Hadoop and Map Reduce
Title of the Paper: Association Rules Mining on Map Reduce
Problem Statement:
Smart cities are the popular technology that provides enhanced use of health, energy, transportation, education and weather services. All these processes produced a huge amount of data each and every minute. Handling the high volume of data and extracting useful information from that vast data is a big challenge. To check the efficiency of the Apriori algorithm, the traffic information is derived from NIS (National Institute of Statistics). The dataset contains 340,184 traffic accident records which include 572 attributes. This dataset contains a rich source of information with various circumstances.
Methods and tools:
Big data tools are used for handling large size of databases (K Murali Gopal. 2016). Various big data tools are used for analyzing the data and produce useful information. Association rules theory produces the support and confidence processes for the data. This will be done in a two-step process. In the first step, the Apriori algorithm is used to find the predefined minimum support for each frequent itemset. In the second step, the strong association rules are used to measure the minimum support and minimum confidence. Apache Hadoop Map Reduce tool is used to provide the framework for handling large databases and supports the implementations of abstracts.
Hadoop Ecosystem provides four major processes as Data management, Data Access, Data Processing and Data storage(CARLOS FERNANDEZ-BASSO 2016). Map Reduce is distributed software framework which provides distributed computing support for large datasets. There are two steps in Map reduce that are mapper and reducer. Mapper is a function that handles pair of keys and provides intermediate keys and values for the process(Sarem M. Ammar. 2018). Reducer is a function that handles intermediate key values which produce the group of intermediate values set for similar key values.

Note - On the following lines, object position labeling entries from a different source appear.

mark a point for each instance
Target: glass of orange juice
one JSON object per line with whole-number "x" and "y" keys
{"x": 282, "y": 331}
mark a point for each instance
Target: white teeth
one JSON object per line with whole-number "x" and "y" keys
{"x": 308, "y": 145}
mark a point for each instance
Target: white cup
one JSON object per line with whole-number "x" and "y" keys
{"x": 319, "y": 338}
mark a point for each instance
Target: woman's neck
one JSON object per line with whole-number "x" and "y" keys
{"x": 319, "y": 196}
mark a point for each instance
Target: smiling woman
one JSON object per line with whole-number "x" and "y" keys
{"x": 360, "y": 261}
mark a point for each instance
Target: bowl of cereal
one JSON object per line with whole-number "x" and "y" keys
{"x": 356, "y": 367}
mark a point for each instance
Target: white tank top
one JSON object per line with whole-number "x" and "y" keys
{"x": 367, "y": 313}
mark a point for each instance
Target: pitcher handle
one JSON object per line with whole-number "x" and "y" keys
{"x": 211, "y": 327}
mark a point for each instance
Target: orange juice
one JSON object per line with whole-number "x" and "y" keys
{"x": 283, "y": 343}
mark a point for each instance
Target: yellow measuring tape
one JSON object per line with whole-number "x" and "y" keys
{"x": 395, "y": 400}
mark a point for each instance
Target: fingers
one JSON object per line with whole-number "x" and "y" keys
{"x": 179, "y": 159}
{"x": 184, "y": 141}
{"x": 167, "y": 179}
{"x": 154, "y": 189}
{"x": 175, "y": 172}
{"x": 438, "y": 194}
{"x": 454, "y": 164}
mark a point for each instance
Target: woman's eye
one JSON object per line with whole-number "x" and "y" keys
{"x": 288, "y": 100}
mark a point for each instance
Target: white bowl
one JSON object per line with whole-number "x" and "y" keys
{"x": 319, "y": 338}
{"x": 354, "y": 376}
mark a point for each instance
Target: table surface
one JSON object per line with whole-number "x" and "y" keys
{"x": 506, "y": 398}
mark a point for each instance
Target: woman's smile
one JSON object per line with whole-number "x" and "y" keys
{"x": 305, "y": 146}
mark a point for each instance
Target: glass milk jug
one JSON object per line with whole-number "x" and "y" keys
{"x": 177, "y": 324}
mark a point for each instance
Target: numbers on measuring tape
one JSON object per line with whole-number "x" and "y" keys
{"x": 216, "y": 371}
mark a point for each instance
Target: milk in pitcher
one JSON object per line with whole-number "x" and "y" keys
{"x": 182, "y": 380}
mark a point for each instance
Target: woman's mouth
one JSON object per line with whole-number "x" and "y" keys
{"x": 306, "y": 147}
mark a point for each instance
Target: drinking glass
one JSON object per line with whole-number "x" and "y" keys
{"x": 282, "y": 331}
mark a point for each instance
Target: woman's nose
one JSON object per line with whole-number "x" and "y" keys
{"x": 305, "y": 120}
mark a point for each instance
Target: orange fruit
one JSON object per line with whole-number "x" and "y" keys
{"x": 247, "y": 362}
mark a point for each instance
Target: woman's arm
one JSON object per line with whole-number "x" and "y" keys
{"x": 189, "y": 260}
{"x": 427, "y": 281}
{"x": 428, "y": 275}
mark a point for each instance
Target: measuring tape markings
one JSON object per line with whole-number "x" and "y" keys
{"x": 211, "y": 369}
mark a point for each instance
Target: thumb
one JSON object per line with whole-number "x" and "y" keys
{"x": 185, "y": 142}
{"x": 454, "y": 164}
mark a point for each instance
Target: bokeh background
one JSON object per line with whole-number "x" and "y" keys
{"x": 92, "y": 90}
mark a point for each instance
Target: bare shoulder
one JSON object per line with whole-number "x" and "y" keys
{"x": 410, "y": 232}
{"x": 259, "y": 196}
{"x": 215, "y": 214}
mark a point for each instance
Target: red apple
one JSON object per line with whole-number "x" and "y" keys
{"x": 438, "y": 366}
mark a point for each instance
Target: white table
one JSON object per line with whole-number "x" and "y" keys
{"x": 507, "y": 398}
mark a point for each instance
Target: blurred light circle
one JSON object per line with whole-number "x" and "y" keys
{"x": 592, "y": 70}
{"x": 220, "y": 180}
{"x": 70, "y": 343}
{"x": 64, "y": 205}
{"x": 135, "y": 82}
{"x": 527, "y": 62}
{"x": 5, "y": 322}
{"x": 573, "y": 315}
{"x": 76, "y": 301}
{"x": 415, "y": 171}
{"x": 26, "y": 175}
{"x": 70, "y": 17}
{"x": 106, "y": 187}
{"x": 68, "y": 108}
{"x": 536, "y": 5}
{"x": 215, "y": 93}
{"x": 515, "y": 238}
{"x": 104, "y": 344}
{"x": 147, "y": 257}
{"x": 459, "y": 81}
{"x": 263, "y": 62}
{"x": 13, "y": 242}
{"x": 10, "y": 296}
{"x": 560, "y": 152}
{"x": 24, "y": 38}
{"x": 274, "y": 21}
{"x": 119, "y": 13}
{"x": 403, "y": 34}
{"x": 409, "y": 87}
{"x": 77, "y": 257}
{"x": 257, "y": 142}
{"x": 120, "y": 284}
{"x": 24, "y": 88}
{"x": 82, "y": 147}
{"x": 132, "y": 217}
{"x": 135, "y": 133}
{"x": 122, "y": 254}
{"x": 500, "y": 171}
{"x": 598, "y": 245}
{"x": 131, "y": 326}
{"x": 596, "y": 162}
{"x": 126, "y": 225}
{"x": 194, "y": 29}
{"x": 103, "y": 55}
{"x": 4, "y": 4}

The experimental results showed that the association rules are used with a minimum of 30% support values. For this process, strong analysis and confidence values are used. They listed 10 strong values which are used for this analysis. The support and confidence values are shown in the table which is taken from the accident dataset. The association rules showed that intersections in colonies are near highways. They also showed the two-wheeler accidents in non-highways. The rules are used to provide the multi-vehicle accidents on highways also. The rules also specified the night time accidents on highway roads. The forest area accidents are also specified. The parallel Apriori algorithm was used to extract the features from the vast amount of dataset. Association rules are used to discovering knowledge that is used for decision making.
This algorithm was implemented on various datasets to measure efficiency. Two datasets were considered for this measurement. The first dataset contains 34000 transactions and the second dataset contains 150000transactions. Hadoop provides the execution support for this analysis. Both these transactions considered 6 nodes which are used to decrease the time required for running the algorithm. Acceleration criteria are used for measuring the efficiency of the algorithm of Parallel Apriori algorithm based on Map Reduce. The experimental results highlighted that the Apriori algorithm was efficient. Hadoop environment provides satisfying results in the executed process.
References
Bibliography
CARLOS FERNANDEZ-BASSO, M. DOLORES RUIZ & MARIA J. MARTIN-BAUTISTA,2016. “EXTRACTION OF ASSOCIATION RULES USING BIG DATA TECHNOLOGIES.” Int. J. of Design & Nature and Ecodynamics, Vol-11, issue-3, pp 178-185.
K Murali Gopal., Ranjit Patnaik.,2016. “Performance Analysis of Association Rule Mining Using Hadoop.” International Journal of Computer Science and Information Technologies, Vol-7, issue-6, pp 2442-2444.
Sarem M. Ammar., Fadl M. Ba-Alwi.,2018. “Improved FTWeightedHash Apriori Algorithm for Big Data using Hadoop-MapReduce Model.” Journal of Advanced in Mathematics and Computer Science, Vol-27, issue-1, pp 1-11.